Data mining and the US elections. How are political campaigns using your personal online data to win votes? So are they using your Facebook information or are they following your tweets to influence your choice. Watch this video to know more about data mining.
Data mining (the analysis step of the "Knowledge Discovery in Databases" process, or KDD), a field at the intersection of computer science and statistics, is the process that attempts to discover patterns in large data sets. It utilizes methods at the intersection of artificial intelligence, machine learning, statistics, and database systems. The overall goal of the data mining process is to extract information from a data set and transform it into an understandable structure for further use. Aside from the raw analysis step, it involves database and data management aspects, data preprocessing, model and inference considerations, interestingness metrics, complexity considerations, post-processing of discovered structures, visualization, and online updating.

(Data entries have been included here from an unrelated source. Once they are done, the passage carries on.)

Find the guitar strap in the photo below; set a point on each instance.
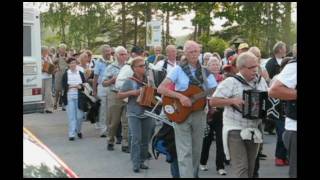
(205, 79)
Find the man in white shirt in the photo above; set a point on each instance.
(284, 88)
(241, 149)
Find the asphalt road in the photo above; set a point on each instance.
(88, 157)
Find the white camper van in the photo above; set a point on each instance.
(32, 81)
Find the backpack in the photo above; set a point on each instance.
(163, 142)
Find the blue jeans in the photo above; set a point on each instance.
(75, 115)
(140, 129)
(174, 168)
(281, 151)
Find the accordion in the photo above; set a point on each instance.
(254, 104)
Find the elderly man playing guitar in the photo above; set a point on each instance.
(185, 107)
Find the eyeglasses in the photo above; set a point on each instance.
(142, 65)
(251, 67)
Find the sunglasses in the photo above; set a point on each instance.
(252, 67)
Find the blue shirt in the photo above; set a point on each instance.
(99, 68)
(181, 80)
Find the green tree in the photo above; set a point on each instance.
(216, 45)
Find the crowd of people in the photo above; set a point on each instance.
(116, 80)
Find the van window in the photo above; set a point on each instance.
(26, 40)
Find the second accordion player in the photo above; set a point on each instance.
(254, 104)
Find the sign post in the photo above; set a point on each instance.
(153, 36)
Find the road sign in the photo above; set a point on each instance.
(154, 29)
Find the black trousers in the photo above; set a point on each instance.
(214, 127)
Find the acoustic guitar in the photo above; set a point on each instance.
(178, 113)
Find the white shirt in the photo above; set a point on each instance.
(44, 74)
(125, 73)
(232, 119)
(288, 77)
(74, 78)
(170, 66)
(79, 68)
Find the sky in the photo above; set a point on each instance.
(176, 27)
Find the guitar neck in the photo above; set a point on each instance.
(198, 96)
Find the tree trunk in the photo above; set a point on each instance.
(135, 29)
(287, 23)
(163, 39)
(123, 13)
(195, 32)
(168, 30)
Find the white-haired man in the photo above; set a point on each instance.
(116, 107)
(241, 136)
(99, 90)
(188, 134)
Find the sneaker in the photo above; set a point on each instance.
(260, 155)
(125, 149)
(222, 172)
(203, 167)
(48, 111)
(136, 170)
(280, 162)
(110, 147)
(143, 166)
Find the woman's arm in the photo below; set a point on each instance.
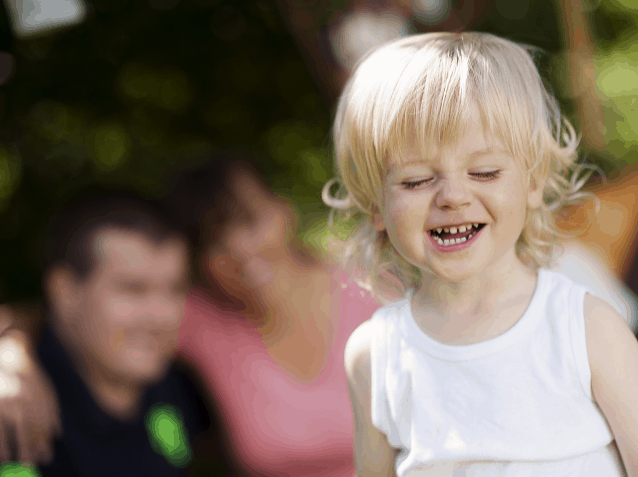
(29, 411)
(613, 358)
(373, 455)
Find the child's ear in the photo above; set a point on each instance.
(535, 192)
(377, 220)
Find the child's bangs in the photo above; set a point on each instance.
(451, 78)
(434, 113)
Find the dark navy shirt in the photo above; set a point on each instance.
(95, 444)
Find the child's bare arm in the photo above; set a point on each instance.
(373, 455)
(613, 358)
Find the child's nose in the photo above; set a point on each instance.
(453, 193)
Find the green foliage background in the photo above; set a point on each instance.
(135, 94)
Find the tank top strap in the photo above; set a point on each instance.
(577, 334)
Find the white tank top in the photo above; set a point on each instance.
(519, 404)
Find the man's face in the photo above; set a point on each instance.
(128, 309)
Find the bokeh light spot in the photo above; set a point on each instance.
(111, 144)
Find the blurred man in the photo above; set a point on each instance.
(116, 276)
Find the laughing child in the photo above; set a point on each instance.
(456, 157)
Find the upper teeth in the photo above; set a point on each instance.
(452, 241)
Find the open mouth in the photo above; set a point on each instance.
(447, 236)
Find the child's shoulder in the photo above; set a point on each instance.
(357, 353)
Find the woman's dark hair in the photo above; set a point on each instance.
(204, 198)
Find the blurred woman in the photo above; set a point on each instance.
(267, 325)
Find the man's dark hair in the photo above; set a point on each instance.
(73, 230)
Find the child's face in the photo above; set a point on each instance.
(474, 181)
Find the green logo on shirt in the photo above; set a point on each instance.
(167, 434)
(18, 470)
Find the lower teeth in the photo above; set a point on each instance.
(447, 242)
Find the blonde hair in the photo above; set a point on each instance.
(423, 87)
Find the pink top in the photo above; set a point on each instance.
(278, 424)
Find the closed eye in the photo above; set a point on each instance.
(413, 184)
(486, 175)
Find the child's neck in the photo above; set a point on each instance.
(473, 310)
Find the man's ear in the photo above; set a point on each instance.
(60, 287)
(535, 192)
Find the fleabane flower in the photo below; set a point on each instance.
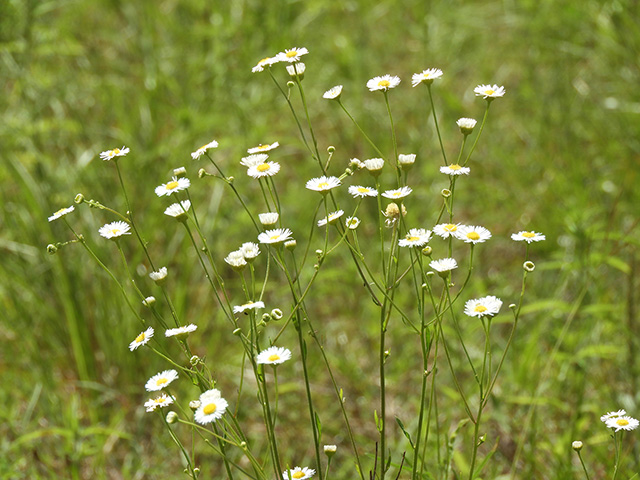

The term is a buzzword, and is frequently misused to mean any form of large-scale data or information processing (collection, extraction, warehousing, analysis, and statistics) but is also generalized to any kind of computer decision support system, including artificial intelligence, machine learning, and business intelligence. In the proper use of the word, the key term is discovery, commonly defined as "detecting something new". Even the popular book "Data mining: Practical machine learning tools and techniques with Java" (which covers mostly machine learning material) was originally to be named just "Practical machine learning", and the term "data mining" was only added for marketing reasons. Often the more general terms "(large scale) data analysis", or "analytics" – or when referring to actual methods, artificial intelligence and machine learning – are more appropriate.
The actual data mining task is the automatic or semi-automatic analysis of large quantities of data to extract previously unknown interesting patterns such as groups of data records (cluster analysis), unusual records (anomaly detection) and dependencies (association rule mining). This usually involves using database techniques such as spatial indexes. These patterns can then be seen as a kind of summary of the input data, and may be used in further analysis or, for example, in machine learning and predictive analytics. For example, the data mining step might identify multiple groups in the data, which can then be used to obtain more accurate prediction results by a decision support system. Neither the data collection, data preparation, nor result interpretation and reporting are part of the data mining step, but do belong to the overall KDD process as additional steps.
The related terms data dredging, data fishing, and data snooping refer to the use of data mining methods to sample parts of a larger population data set that are (or may be) too small for reliable statistical inferences to be made about the validity of any patterns discovered. These methods can, however, be used in creating new hypotheses to test against the larger data populations.